In conclusion, there is an interaction between the co-pyrolysis of PET and biomass. Biomass starts to degrade at a relatively low temperature compared to PET and produces OH radicals, which then interact with the H radicals of PET to facilitate the degradation process of PET, allowing it to be broken down into small molecules more quickly than in the case of pyrolysis alone. This also increases the yield of levoglucan and promotes the dehydration of levoglucosan to levoglucan saponin. Additionally, the co-pyrolysis of PET with biomass is highly beneficial for the yield of carbon materials. Compared to biomass pyrolysis alone, co-pyrolysis with PET not only enhances the yield of carbon materials but also modifies the physical properties of carbon materials. This means that the co-pyrolysed carbon materials have a higher specific surface area and cation exchange capacity, which increases the adsorption capacity of the carbon materials. The adsorption capacity of carbon materials is thereby improved. The interaction between PET and biomass also stabilizes the free radicals within char, allowing it to be degraded at lower temperatures.

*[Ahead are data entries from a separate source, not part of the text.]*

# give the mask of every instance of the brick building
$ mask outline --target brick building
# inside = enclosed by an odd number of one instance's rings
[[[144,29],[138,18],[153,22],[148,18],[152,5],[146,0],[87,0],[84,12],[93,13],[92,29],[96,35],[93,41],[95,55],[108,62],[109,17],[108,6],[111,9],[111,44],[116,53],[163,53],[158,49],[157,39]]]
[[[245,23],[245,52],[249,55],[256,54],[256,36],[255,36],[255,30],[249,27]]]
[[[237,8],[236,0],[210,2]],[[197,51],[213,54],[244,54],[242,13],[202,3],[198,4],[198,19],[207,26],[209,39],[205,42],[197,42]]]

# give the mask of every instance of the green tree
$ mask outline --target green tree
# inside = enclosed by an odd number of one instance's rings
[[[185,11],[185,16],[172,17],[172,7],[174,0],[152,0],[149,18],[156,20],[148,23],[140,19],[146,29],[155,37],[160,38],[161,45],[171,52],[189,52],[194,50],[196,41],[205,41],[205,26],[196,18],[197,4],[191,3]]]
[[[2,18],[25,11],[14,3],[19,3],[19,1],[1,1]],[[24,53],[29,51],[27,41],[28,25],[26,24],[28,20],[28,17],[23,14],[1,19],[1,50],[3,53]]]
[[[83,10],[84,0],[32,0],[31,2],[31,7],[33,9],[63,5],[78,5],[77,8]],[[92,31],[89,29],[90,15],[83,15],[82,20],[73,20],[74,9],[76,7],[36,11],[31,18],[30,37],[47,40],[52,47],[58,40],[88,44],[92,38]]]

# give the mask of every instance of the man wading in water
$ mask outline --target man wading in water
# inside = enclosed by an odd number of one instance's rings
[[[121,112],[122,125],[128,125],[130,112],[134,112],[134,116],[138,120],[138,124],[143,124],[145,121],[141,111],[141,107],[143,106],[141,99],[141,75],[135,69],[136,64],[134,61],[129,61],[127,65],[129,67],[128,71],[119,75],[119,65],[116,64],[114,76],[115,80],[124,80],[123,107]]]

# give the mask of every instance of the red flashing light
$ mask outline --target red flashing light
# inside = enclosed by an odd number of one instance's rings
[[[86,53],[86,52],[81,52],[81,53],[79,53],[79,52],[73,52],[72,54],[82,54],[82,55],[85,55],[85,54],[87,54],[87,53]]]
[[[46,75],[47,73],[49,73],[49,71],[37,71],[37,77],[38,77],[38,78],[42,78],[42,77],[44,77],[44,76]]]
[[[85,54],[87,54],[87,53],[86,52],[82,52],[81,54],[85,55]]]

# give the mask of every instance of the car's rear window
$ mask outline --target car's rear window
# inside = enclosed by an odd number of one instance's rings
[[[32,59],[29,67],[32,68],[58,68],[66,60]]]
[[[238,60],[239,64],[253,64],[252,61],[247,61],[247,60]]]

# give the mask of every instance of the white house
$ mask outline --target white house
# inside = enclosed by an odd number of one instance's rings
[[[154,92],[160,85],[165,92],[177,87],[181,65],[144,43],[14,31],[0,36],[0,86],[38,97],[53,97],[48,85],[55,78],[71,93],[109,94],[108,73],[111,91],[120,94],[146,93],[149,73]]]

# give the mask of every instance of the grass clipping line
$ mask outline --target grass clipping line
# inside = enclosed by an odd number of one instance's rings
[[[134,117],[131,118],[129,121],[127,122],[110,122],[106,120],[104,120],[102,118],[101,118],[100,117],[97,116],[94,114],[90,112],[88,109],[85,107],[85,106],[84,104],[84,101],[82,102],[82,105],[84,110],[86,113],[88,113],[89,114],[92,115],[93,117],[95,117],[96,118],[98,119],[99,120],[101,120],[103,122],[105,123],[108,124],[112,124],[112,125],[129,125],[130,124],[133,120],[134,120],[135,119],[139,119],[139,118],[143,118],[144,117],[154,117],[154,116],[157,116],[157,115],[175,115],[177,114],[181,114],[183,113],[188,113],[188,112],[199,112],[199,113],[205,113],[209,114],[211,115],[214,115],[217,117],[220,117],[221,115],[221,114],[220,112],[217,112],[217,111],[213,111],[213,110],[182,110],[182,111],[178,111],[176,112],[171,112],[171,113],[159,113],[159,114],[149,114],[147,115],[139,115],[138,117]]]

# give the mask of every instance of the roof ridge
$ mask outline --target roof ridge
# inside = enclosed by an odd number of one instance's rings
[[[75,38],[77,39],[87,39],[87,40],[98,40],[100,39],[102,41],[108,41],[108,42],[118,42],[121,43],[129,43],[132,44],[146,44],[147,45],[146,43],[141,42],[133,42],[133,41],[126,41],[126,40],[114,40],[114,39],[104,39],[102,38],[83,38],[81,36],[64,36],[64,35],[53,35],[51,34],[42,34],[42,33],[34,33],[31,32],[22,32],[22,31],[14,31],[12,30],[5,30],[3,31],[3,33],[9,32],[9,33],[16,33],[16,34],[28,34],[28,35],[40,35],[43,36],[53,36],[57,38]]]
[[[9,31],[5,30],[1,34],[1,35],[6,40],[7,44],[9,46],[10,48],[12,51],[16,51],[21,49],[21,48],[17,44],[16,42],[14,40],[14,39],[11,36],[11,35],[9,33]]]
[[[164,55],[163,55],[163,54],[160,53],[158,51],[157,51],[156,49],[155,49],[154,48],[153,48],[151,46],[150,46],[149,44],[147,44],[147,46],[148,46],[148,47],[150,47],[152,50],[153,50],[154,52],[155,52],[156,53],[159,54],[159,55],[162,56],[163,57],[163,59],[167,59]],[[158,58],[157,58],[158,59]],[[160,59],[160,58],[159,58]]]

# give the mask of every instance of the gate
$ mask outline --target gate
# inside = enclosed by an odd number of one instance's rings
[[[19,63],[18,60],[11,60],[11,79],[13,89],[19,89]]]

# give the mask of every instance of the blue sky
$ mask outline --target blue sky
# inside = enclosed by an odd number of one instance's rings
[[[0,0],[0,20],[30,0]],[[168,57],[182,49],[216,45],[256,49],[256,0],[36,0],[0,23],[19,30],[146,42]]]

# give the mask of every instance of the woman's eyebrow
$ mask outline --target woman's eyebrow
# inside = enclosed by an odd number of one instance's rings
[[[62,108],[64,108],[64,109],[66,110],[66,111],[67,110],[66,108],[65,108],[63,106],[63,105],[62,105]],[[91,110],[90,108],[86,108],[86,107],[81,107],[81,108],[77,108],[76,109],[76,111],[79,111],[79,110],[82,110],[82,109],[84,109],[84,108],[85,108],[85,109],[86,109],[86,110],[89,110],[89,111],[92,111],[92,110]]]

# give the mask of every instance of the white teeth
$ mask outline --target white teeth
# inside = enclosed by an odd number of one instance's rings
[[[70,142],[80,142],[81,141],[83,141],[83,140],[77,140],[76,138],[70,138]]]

Biomass and PU. The co-pyrolysis of PU with biomass is beneficial for the production of nitrogen-containing carbon materials, which could be effectively used in electrochemical or carbon dioxide capture technologies. Unlike polyolefin and polyester plastics, the incorporation of nitrogen-containing plastics into the biomass pyrolysis process leads to a reduction in the production of bio-oils.⁷⁷ In addition, as with PET, the co-pyrolysis of PU with biomass can result in increased carbon material production. And it was also found that PU completely eliminated aldehydes and sugars, and significantly reduced the production of ketones, acids, and phenolics.⁷⁸ The addition of nitrogen-containing plastics increases the carbon material yield and increases nitrogen in biochar.⁷⁹ In conclusion, the co-pyrolysis of PU with biomass leads to the production of nitrogenous carbon materials, which can be utilized in electrochemical or carbon dioxide capture technologies and the addition of nitrogenous plastics decreases the yield of bio-oils.

Co-pyrolysis for bio-oil

The co-pyrolysis of PP, PE which includes HDPE and LDPE, and PS together with biomass appears to be more favorable for increased bio-oil generation.⁸⁰ The polyolefin plastic inhibits polymerization and cross-linking reactions between the biomass components through encapsulation, thereby suppressing carbon material formation and enhancing bio-oil production.⁸¹ Though all polyolefin plastic waste significantly enhances the hydrocarbon content of bio-oils and decreases oxygenated compounds, the difference lies in the fact that PE and PP facilitate the formation of aliphatic hydrocarbons, while PS promotes the formation of aromatic hydrocarbons.⁸² Free radical interactions during co-pyrolysis can lead to improved bio-oil yield and stability.⁸³ Generally, PP, PE, and PS provide in situ hydrogen during co-pyrolysis with biomass as a means to increase the ratio of H to C in the pyrolysis products, thereby resulting in enhanced bio-oil yields and an increased calorific value of the bio-oils.²⁹

In the case of PP, as the temperature progressively ascends, cellulose and the like start to undergo a pyrolysis procedure, and the long bonds of PP begin to fracture, and the two come into contact and interact.⁸⁴ As the temperature progressively attained a level above 500–800 °C, the interaction between cellulose and PP gave rise to an augmentation in bio-oil yield. In this process, the extraction reaction of hydroxyl, hydrogen, and methyl groups is promoted, which consequently results in an increase in the yield of bio-oils.⁸⁵ Furthermore, the cooperative impacts of the co-pyrolysis of PP and biomass typically contribute to the diminution of activation energy in the reaction procedure. The synergistic effect is also manifested in the conveyance of hydrogen from the plastic, which leads to the bio-oils obtained from the mixture of wood and PP generally being hydrogen-rich.²⁸ A study of the pyrolysis of tobacco and PP revealed a significant reduction in activation energy compared to the pyrolysis of tobacco alone.⁸⁶ The co-pyrolysis of lignin and PP was subjected to an in-depth investigation; the synergistic effect of this process resulted in higher yields of liquid bio-oils and lower yields of char.³⁴ This indicates that plastic waste and biomass demonstrate favorable synergies for enhancing the yields of hydrocarbons and the feed conversion rates.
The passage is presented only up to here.